Sync Data from MongoDB to MongoDB
Background
In many cases, we need to transfer MongoDB data to another MongoDB, such as:
- 「Database replication」Transfer a database of MongoDB instance to another MongoDB instance in the other Server/IDC/Cloud/Region.
- 「Table Aggregation and Data Development」Merge multiple tables into one or split one table to many with UDF
The supported versions of MongoDB are shown here
Database replication
Prerequisites
Source
Filed | Value |
---|---|
Source Instance (MongoDB) | 192.168.1.1 |
Source Instance Port | 27017 |
Source Database | Car_shop |
Source Tables | All the table in Car_shop |
Target
Filed | Value |
---|---|
Target Instance (MongoDB) | 192.168.1.2 |
Target Instance Port | 27017 |
Target Database | Car_shop |
Action
> # Create Source DataSource
> Source_MongoDB = DataSource("mongodb","Source_MongoDB",'source').uri("mongodb://root:password@192.168.1.1:27017/Car_shop?authSource=admin")
> Source_MongoDB.save()
# Create Target DataSource
> Target_MongoDB = DataSource("mongodb","Target_MongoDB",'target').uri("mongodb://root:password@192.168.1.2:27017/Car_shop?authSource=admin")
> Target_MongoDB.save()
# Create a job that transform all the tables in Source-Mysql to Target-MongoDB.
> replication_job = Pipeline("replication_job").readFrom(Source(Source_MongoDB,table_re=".*")).writeTo(Target_MongoDB)
> replication_job.start()
# Check the status of job
> show jobs
> monitor job replication_job
# Check the log of job
> logs job replication_job limit=5 tail=True
After these steps you can login to the target MongoDB and see the new data.

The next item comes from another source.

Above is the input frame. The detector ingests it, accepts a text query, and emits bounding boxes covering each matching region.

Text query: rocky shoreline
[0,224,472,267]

Table Aggregation and Data Development
Prerequisites
Source
Filed | Value |
---|---|
Source Instance (MongoDB) | 192.168.1.1 |
Source Instance Port | 3306 |
Source Database | Car_shop |
Source Tables | Orders Products |
Target
Filed | Value |
---|---|
Target Instance (MongoDB) | 192.168.1.2 |
Target Instance Port | 27017 |
Target Database | Car_shop |
Target Table | Orders_and_Products |
Requirement
Action
# Write the js script 「find_product_name.js」
record["updated_at"] = new Date();
var rs = target.executeQuery({
database: “Car_shop”,
collection: “Products”,
filter: {id: record.product_id},
limit: 1
});
if (rs) {
record["product_name"] = rs.name;
} else {
log.warn("Unable to find product_name is products tabel with : " + record.product_id);
record["product_name"] = "Not Found";
}
return record;
> # Create Source DataSource
> Source_MongoDB = DataSource("mongodb","Source_MongoDB",'target').uri("mongodb://root:password@192.168.1.1:27017/Car_shop?authSource=admin")
> Source_MongoDB.save()
# Create Target DataSource
> Target_MongoDB = DataSource("mongodb","Target_MongoDB",'target').uri("mongodb://root:password@192.168.1.2:27017/Car_shop?authSource=admin")
> Target_MongoDB.save()
# Create a job that transform from Source_Mysql to Target_Mysql.
> replication_job = Pipeline("replication_job").readFrom(Source_MongoDB.Orders).filterColumn(["id","detail","created_at","product_id"],FilterType.keep).js("/path/find_product_name.js").writeTo("Target_MongoDB.Orders_and_Products",writeMode=WriteMode.upsert, association=[("id", "id")])
> replication_job.start()
# Check the status of job
> show jobs
> monitor job replication_job
# Check the log of job
> logs job replication_job limit=5 tail=True
After these steps you can login to the target MongoDB and see the new data.